Le zapping ou le temps de Dieu dénaturé

Le verbe zapper et le nom zapping sont deux mots relativement récents dans la langue française puisqu’ils dateraient des années 90 : ils y sont devenus très courants, sans doute en relation avec le développement des moyens de communication et de la publicité. Les spécialistes leur donnent pourtant une origine anglaise, une onomatopée « Zap » qui, dans une bande dessinée des années 80, apparaissait dès lors qu’un adversaire était tué : le zapping est donc devenu le fait de « tuer » une publicité en changeant de chaîne de télévision, et finalement de « tuer » la chaîne elle-même pour passer à une autre. Sur tout cela, voir l’article de Wikipedia.

Qui zappe aujourd’hui ? Tout le monde et pas seulement les jeunes générations : car le zapping est devenu une sorte de caractéristique de notre époque, qui déborde le comportement devant un programme télévisé. Il se manifeste dans bien d’autres domaines, en particulier dans le relationnel, le culturel, le politique : nous naviguons comme de frêles esquifs, au gré des vents dominants et de nos humeurs, d’un amour à un autre, d’un auteur à un autre, d’une opinion à une autre, d’une information à une autre, sans aucune distance, sans aucune continuité, sans aucune durée. Et nous nous affirmons avec d’autant plus de violence, dans les propos et parfois aussi hélas ! dans les actes, que nous ne sommes plus sûrs de rien. Nous ne sommes rattachés nulle part, nous n’avons pas de racines, nous les avons perdues ou nous les nions, en particulier pour certains lorsqu’elles sont ou pourraient être chrétiennes.

dieu chronosDerrière tout cela, il me semble que se joue le rapport de chacun au temps. Que nous le voulions ou non, nous vivons dans un temps long, que la langue grecque exprime par le terme chronos, bien connu par ses dérivés dans la langue française. Un temps de plus en plus long d’ailleurs tant l’espérance de vie s’allonge, au moins dans nos pays occidentaux. Dès lors, ce temps, au lieu d’être vécu comme un allié, comme un lieu de vérification et d’enracinement, qui nous oriente et nous « tient », est perçu comme un lieu vague, qui se trouve trop en avant de nous, qui est donc difficile à appréhender, qui échappe. Et chacun est sans cesse tenté de se rabattre sur le temps court, sur le moment, sur l’instant, pour lequel le grec a aussi un mot, kairos : on parle aujourd’hui de « l’événementiel », quelque chose que l’on crée (on fait la fête au lieu de l’accueillir), qui nous rassure, que l’on mesure et dans lequel on se retrouve. Et que l’on multiplie pour chasser l’angoisse de nos flottements et incertitudes.

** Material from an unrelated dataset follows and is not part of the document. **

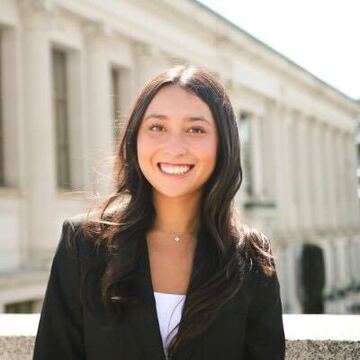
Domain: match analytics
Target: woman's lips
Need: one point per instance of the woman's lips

Ce kairos-là est sur le moment sécurisant, on s’y accroche. Mais la paradoxe aux yeux du bibliste est que le terme kairos désigne aussi, traditionnellement, le moment, certes furtif mais non moins réel et fort, du passage de Dieu, de sa visite dans le temps long (Ex 32,34 ; Sg 3,7 ; 4,15 ; Sir 16,18 ; Jr 6,6 ; 32,5 etc.). Si bien que le monde actuel a remplacé le vrai kairos par un faux kairos, un ersatz qui n’apporte rien qu’un vague soulagement, éphémère et sans effet dans le chronos, lequel en devient terriblement pesant ! Et nos générations, jeunes ou moins jeunes, sont happées par la mauvaise copie. Faut-il souligner combien du coup il est difficile de vivre le temps long, combien « l’engagement » mais aussi la parole vraie, qui demandent de la distance, qui se vérifient dans la durée, se trouvent dévalués, alors même qu’ils sont sans doute plus ou moins secrètement recherchés ? 

Le temps est dénaturé, nous ne le reconnaissons plus tel qu’il est vraiment, qu’il soit long ou court, chronos ou kairos, à savoir un don de Dieu ; sinon de manière très « temporaire », dans certaines grandes catastrophes, dans des événements subits ou douloureux dont on veut bien admettre qu’ils « nous dépassent ». Rétablissons la vérité : s’ils sont vraiment vécus en Dieu, il restent douloureux, provocants, mais la possibilité nous est bien offerte de les dépasser.